In the western world we are so addicted to minimising risk and incrementally improving outcomes that we don’t realise how well-trained we are. Surgeons in Nepal are registered as surgeons without ever having done a hernia repair, for example. Yet in Australia, my colleagues are reluctant to work independently until they’ve had a few years under supervision. This is maybe appropriate in a western hospital with a huge oversupply of experienced and well-trained doctors. It has the flow on effect that less people have confidence in their own ability and fewer surgeons feel equipped to mentor poorly trained third world surgeons. So in the expensive world, healthcare outcomes improve slowly and in the poor half of the world, doctors are left increasingly isolated, relying on their own resources to improve their own healthcare, despite all difficulty.

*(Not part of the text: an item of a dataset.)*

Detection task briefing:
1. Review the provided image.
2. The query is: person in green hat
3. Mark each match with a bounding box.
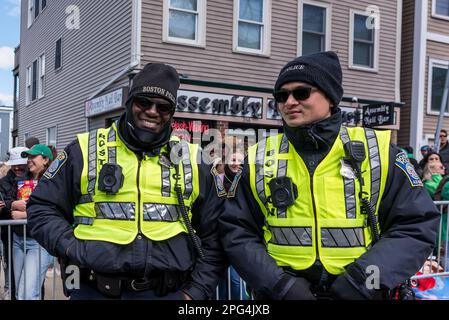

Surely the answer is to improve global surgery provision through funding and hard work, but the answer lies also in understanding the difference between Australia (or the US or England) and the rest of the world. I think I used to imagine a rural nepali hospital as similar to a poorly funded Australian rural hospital, which is simply a ridiculous comparison. My biggest wish to improve world healthcare is that we all step out of our shells and experience healthcare in the rest of the world. I hope one day we focus less on the 0.1% improvement we can make in the health of five suburban australians and start to notice what we can achieve in Bangladesh, and Nepal, and Cambodia, and all of the other broken countries nearby.